Being As An Ocean und „Proxy – An A.N.I.M.O. Story“: Out
10.09.2019 | Moritz Zelkowicz
Schon bei der ersten Singleauskopplung hatten Being As An Ocean so dick aufgetragen, man hätte meinen können, die Band würde ihren eigenen Spielfilm oder wenigstens eine sechsteilige Kurzserie promoten. Das Video zu „Play Pretend“ war unglaublich groß inszeniert, großes Lob schon einmal dafür. Aber gute Videos machen keine guten Alben aus, daher direkt zurück zum Anfang.

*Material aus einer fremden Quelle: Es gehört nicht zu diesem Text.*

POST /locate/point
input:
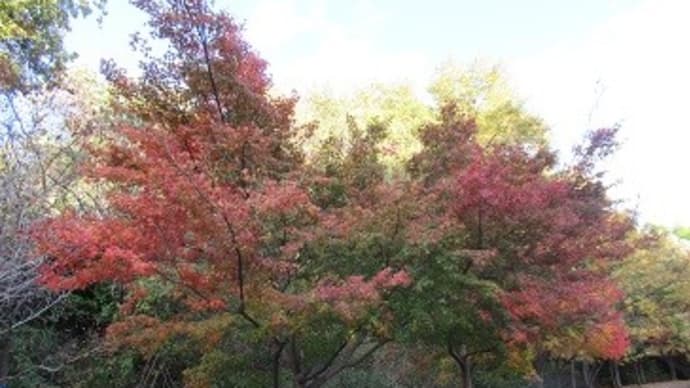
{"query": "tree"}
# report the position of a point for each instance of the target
(534, 234)
(206, 209)
(654, 278)
(31, 40)
(41, 142)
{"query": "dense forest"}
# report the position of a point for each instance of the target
(187, 226)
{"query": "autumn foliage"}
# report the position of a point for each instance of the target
(211, 210)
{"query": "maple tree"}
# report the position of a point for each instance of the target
(205, 200)
(536, 233)
(654, 278)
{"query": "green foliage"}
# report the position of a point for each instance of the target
(31, 39)
(482, 92)
(656, 280)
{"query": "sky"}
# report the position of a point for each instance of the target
(577, 64)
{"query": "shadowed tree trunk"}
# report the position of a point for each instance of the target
(573, 376)
(590, 373)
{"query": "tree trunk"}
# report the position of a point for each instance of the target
(590, 374)
(5, 348)
(276, 363)
(636, 369)
(615, 375)
(642, 375)
(540, 366)
(573, 376)
(462, 358)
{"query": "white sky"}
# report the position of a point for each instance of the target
(626, 61)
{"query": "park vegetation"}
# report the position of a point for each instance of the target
(189, 227)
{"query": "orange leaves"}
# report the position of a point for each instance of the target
(353, 296)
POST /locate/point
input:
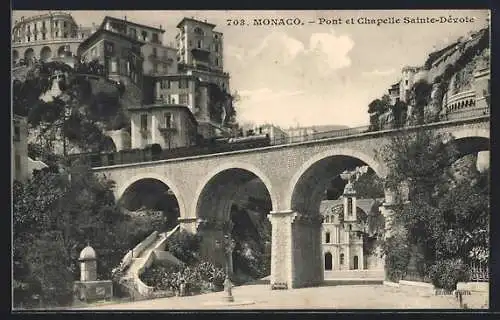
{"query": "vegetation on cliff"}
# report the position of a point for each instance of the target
(445, 223)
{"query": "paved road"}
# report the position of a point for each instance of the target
(328, 297)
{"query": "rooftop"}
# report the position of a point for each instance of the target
(150, 107)
(108, 18)
(184, 20)
(102, 32)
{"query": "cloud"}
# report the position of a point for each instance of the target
(334, 49)
(324, 49)
(266, 94)
(378, 73)
(280, 46)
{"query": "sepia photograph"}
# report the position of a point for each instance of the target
(250, 160)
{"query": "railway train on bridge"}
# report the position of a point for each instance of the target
(154, 152)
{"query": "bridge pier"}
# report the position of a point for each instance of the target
(211, 232)
(296, 256)
(188, 224)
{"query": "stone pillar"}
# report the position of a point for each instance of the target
(347, 254)
(361, 258)
(306, 250)
(211, 231)
(189, 224)
(88, 270)
(387, 211)
(281, 248)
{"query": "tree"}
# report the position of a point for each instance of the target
(54, 219)
(447, 216)
(88, 113)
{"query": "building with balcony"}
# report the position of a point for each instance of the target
(119, 54)
(158, 58)
(169, 125)
(407, 81)
(49, 36)
(200, 52)
(343, 232)
(394, 93)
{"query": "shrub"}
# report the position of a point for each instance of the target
(397, 257)
(185, 246)
(445, 274)
(201, 277)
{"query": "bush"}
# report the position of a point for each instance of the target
(201, 277)
(445, 274)
(185, 246)
(397, 257)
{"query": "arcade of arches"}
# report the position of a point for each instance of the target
(293, 199)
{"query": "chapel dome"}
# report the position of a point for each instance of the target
(88, 253)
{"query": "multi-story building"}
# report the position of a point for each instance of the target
(344, 226)
(158, 58)
(200, 52)
(119, 54)
(171, 126)
(394, 93)
(46, 37)
(407, 81)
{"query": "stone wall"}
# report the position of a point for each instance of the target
(89, 291)
(307, 266)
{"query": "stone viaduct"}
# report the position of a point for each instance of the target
(295, 176)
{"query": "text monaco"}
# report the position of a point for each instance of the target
(266, 22)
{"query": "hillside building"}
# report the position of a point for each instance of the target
(169, 125)
(47, 37)
(343, 230)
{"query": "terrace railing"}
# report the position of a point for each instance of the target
(144, 155)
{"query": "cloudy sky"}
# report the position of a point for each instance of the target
(311, 74)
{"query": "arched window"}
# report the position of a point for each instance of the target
(198, 31)
(349, 206)
(328, 261)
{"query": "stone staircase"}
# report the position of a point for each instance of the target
(142, 257)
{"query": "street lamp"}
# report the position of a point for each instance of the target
(228, 244)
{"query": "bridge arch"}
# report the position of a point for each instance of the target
(150, 175)
(234, 167)
(45, 53)
(301, 182)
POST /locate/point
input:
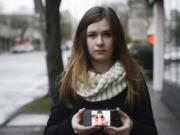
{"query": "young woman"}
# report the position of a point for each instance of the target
(101, 74)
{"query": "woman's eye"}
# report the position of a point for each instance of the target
(91, 35)
(107, 34)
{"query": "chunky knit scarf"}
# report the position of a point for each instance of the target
(104, 86)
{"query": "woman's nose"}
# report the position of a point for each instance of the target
(99, 40)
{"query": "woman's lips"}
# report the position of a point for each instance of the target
(100, 51)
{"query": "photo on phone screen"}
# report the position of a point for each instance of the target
(101, 118)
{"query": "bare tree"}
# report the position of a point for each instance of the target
(53, 42)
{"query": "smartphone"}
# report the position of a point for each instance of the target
(101, 118)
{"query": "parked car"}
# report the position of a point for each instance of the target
(22, 46)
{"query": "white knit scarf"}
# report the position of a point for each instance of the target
(104, 86)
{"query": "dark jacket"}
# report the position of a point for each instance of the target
(59, 122)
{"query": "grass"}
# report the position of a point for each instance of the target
(40, 105)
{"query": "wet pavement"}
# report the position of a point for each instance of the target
(34, 124)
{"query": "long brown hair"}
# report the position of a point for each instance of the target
(79, 62)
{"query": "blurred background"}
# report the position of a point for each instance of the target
(35, 42)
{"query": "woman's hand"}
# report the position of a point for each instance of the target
(80, 129)
(126, 127)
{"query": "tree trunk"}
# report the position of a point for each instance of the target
(53, 43)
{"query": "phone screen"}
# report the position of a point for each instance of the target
(101, 118)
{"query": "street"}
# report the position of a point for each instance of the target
(23, 77)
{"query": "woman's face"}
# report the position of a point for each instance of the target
(100, 41)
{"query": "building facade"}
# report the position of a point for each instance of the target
(171, 81)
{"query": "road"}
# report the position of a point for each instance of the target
(23, 77)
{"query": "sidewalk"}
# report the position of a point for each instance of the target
(33, 124)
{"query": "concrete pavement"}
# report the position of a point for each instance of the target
(33, 124)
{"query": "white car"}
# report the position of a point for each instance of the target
(25, 46)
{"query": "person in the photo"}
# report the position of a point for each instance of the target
(100, 119)
(101, 74)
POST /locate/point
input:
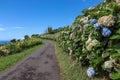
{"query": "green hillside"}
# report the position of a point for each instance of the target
(94, 40)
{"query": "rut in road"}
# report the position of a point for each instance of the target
(40, 65)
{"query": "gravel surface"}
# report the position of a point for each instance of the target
(40, 65)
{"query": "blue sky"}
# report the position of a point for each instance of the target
(26, 17)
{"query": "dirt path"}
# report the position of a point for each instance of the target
(40, 65)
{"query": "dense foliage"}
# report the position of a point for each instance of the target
(94, 39)
(18, 46)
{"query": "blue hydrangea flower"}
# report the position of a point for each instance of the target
(93, 21)
(90, 72)
(97, 26)
(85, 22)
(106, 32)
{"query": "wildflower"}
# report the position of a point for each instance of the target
(109, 65)
(97, 26)
(93, 21)
(86, 25)
(85, 22)
(90, 72)
(107, 20)
(106, 32)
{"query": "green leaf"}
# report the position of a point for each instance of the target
(115, 76)
(115, 37)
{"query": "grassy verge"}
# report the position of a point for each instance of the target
(7, 61)
(70, 70)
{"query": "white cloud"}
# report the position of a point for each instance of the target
(18, 27)
(2, 29)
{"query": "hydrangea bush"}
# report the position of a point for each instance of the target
(96, 46)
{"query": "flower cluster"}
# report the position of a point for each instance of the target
(109, 65)
(107, 20)
(93, 21)
(106, 32)
(97, 26)
(90, 72)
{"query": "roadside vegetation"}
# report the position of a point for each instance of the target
(16, 50)
(92, 41)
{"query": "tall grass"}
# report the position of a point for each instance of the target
(70, 70)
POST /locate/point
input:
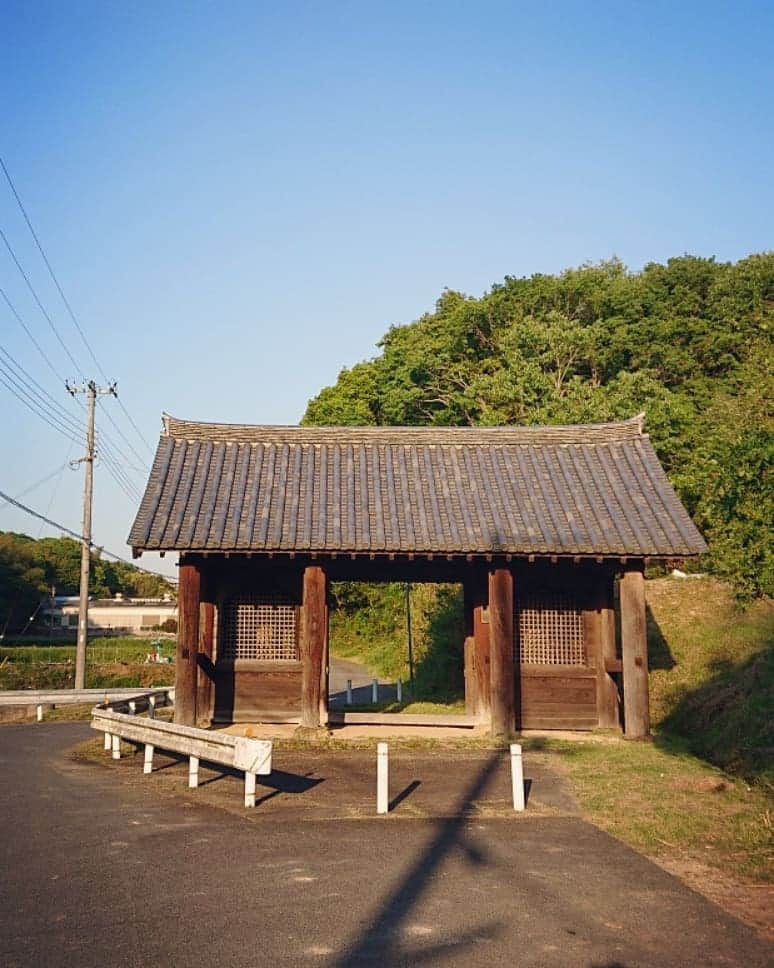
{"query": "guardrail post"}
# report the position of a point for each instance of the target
(382, 778)
(249, 789)
(517, 777)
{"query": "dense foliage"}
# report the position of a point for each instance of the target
(29, 569)
(689, 343)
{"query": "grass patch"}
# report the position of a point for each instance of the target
(419, 706)
(112, 663)
(712, 674)
(663, 801)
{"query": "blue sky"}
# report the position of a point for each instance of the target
(240, 198)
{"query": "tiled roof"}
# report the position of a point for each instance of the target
(578, 490)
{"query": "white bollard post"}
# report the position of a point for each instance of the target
(249, 789)
(517, 777)
(382, 778)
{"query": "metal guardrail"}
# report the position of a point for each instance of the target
(252, 756)
(163, 695)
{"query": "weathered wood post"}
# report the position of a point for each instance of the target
(501, 651)
(205, 686)
(469, 650)
(599, 631)
(477, 592)
(312, 644)
(188, 597)
(634, 646)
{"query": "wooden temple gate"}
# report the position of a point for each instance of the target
(547, 529)
(540, 645)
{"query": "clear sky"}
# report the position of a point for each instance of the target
(238, 199)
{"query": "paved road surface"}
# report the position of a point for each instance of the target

Das Intro „The Envoy“, zu Deutsch der Gesandte, verkündet direkt die Nachricht, die viele vermutet hatten. Die Kalifornier gehen stilistisch weiter mutig nach vorne und lassen den harten, aber dennoch melodiösen Post-Hardcore der Anfangstage immer weiter hinter sich. Ein im Tempo steigender, von Synthie-Klängen unterlegter Beat, der in einen basslastigen und von Hi-Hats getriebenen Klangkosmos mündet. Das ganze geht nach einem kurzen Fade-Out in „Play Pretend“ auf und führt die musikalische Reise von “Waiting For The Morning To Come“ weiter. Das kurze Intro aus Klavier und einem kurzen Elektro-Beat mündet rasch in einen schweren Drum-Part und in ein dazu passend schweres Riff. Vom musikalischen ist das wieder großartig, es entsteht beinahe eine so bedrückende Stimmung wie in „Thorns“ mit seinen Glockenschlägen - nur dass „Play Pretend“ für die gleiche Stimmung die Shouts von Joel fehlen. So driftet der Song ins Melancholische ab.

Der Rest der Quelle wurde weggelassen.